Está a desenvolver uma série de concertos através do projecto “Nanutu Sax From Angola”, iniciado em Setembro do corrente ano, com o qual celebra os 50 anos de carreira que vai ser assinalado no próximo ano. Por que o projecto teve início fora do país?
É um projecto que iniciou em Setembro, estive nos EUA, Inglaterra, França, Bélgica, Holanda, Alemanha e Espanha. Comecei a realizar estes concertos fora do país devido à oportunidade que surgiu. Como já tinha o projecto montado, aproveitei, comecei logo a apresentar o “Nanutu Sax From Angola cinco décadas”.
São de facto 50 anos de carreira e é um inédito para um instrumentista, no caso saxofonista angolano, ter alcançado esta meta com uma carreira internacional.
Não existe na história do país tal facto, nem vejo assim, a curto prazo, outro instrumentista que faça igual, porque eu comecei antes da Independência Nacional. Esta jornada vai terminar a 11 de Novembro do próximo ano, no país.
Como foi a sua apresentação nos sete países onde esteve? Deu para interagir com a comunidade angolana?
Só para explicar, os meus eventos não são propriamente só para a comunidade angolana, embora o faça pontualmente. Estou a tocar em vários eventos, com vários caracteres, que pertencem ao World Music, o mundo da música, e em grandes festivais pelo mundo fora.
E, portanto, este é o conceito, é a demonstração de que a música instrumental angolana ganhou uma dimensão internacional sem que eu próprio tivesse a noção de que isso iria acontecer.
Conforme expliquei, o formato que estou a apresentar lá fora depende muito do espaço, essencialmente. Se for em auditórios, os músicos são mais reduzidos, se for num espaço de grande dimensão, há mais músicos.
E no país, os concertos terão o mesmo formato?
É o mesmo que vai acontecer cá no país, com outras nuances que a breve trecho irão ver porque cabe, acima de tudo, perceberem que não vou apresentar só uma parte electrónica, vou apresentar também uma parte tradicional, com instrumentos tradicionais, o que vai ser, de facto, uma surpresa porque o projecto que tenho abrange várias áreas da música e vão perceber que nunca foi feito no país: vou usar como melhor indicador os instrumentos tradicionais, todos acústicos.
Eles baseiam-se desde a Ngoma Grave, Ngoma Média, Kibabelo, Mukindu, Dicanza, entre outros, misturados com este lado tradicional, e os cantos tradicionais. Vão ter cantos populares e depois uma parte electrónica que entra o estilo Semba, Kilapanga, Tchianda e outros. Portanto, isso vai ter um processo de um ano, com vários conceitos.
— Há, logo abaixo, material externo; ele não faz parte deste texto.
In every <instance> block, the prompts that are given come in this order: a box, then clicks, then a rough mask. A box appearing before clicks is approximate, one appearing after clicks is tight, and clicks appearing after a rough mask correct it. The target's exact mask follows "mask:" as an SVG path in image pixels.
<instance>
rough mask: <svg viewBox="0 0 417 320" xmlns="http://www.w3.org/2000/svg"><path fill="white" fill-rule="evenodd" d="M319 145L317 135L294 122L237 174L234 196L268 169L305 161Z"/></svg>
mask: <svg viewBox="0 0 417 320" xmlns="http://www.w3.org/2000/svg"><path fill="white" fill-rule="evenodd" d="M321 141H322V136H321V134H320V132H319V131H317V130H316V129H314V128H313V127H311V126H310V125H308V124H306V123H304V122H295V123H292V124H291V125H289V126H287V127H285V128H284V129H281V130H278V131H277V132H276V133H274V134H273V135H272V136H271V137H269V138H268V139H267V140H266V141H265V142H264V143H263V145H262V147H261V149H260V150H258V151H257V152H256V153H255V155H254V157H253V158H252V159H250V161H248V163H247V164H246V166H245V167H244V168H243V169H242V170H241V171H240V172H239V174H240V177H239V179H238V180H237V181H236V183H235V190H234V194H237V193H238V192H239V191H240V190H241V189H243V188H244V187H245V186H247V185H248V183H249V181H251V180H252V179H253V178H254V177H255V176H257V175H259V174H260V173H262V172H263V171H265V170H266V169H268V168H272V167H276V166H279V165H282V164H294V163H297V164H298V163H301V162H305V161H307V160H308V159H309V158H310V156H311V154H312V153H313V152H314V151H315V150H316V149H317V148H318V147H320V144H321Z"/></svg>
O que vou fazer aqui é valorizar os nossos músicos porque lá fora, por questões de logística, é complexo, quer a nível de obtenção de visto, quer de deslocação dos nossos músicos. Há esse problema.
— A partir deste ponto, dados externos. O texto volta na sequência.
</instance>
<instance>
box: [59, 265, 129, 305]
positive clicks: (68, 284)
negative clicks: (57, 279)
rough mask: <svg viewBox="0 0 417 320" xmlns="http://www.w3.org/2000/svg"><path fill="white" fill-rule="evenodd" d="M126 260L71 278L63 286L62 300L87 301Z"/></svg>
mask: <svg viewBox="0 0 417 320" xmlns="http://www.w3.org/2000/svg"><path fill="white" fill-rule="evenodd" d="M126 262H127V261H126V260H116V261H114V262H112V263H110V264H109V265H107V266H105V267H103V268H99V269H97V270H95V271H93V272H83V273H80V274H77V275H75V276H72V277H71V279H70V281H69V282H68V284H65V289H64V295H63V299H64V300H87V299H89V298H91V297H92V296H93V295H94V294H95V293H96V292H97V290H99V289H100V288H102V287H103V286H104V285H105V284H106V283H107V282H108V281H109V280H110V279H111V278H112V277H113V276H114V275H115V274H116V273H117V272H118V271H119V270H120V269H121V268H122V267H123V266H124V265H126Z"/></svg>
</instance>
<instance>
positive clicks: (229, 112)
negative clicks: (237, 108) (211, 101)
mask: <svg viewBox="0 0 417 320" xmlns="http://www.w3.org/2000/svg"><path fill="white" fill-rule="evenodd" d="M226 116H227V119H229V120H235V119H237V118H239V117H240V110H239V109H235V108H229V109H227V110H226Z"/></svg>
Nos concertos fora do país, teve a participação de músicos locais?
Facilita muito mais eu trabalhar com músicos africanos de vários países que estão a residir em França, que é a Banda Formação e está com seis músicos: do Senegal, Costa do Marfim, Nigéria, Togo, Gabão. Portanto, França, acima de tudo, Paris é o centro da música africana e os melhores têm de lá estar. Esta é a formação com quem trabalho lá fora.
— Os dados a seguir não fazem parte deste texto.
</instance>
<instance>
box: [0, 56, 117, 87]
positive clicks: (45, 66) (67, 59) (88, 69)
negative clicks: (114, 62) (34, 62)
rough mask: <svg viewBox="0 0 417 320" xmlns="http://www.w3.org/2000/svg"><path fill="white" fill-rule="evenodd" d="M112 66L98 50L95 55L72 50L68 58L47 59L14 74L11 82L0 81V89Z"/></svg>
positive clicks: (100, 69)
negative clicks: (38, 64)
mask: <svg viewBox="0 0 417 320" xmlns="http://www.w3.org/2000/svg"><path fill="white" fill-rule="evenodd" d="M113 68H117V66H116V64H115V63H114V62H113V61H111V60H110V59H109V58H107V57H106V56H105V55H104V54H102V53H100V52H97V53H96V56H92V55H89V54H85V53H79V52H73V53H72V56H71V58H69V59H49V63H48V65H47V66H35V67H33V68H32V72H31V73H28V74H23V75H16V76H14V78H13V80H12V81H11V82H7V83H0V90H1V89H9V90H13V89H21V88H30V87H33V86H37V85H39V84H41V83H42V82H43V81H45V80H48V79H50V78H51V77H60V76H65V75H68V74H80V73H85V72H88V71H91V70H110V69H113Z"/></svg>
Cá, no país, já é uma outra formação, são essencialmente 100% dos músicos angolanos porque faço questão de ser não só apresentado, mas também filmado, porque é um dos défices que nós temos na apresentação da música angolana lá fora.
Como assim?!
Nós, infelizmente, digo isso com uma certa tristeza, não temos os nossos artistas internacionais a fazerem os festivais, os grandes eventos internacionais pelo mundo. Havia quatro, o Bonga, Sam Mangwana, o falecido Waldemar Basto, igualmente o Teta Lando e Raúl Indipwo. Neste momento, quem está bem no activo é o Bonga. Além dele, não temos outros. A geração intermediária lá não está, e a nova geração então, quer vozes masculinas ou femininas, não temos ninguém.
Sendo um dos pioneiros do sax que tem levado o nome do país além fronteiras, espera ser reconhecido pelo trabalho que faz?
Esperar não! Nunca esperei ser reconhecido, porque se tivesse que esperar, não chegaria onde cheguei. Isto é um facto. Agora, de ser reconhecido de facto não sou. Embora tenhamos um ministro da Cultura que tem sido sensível e já houve, inclusive, parte do reconhecimento, mas eu penso que não é só o Ministério da Cultura que tem que reconhecer o artista e os seus feitos.
Eu penso que as estruturas no país têm que perceber que há uma estrada feita de 50 anos. Não são cinco dias, é meio século e isso é histórico. Eu direi que não há um instrumentista que conseguiu este feito.
E pelo público angolano, sente-se acarinhado?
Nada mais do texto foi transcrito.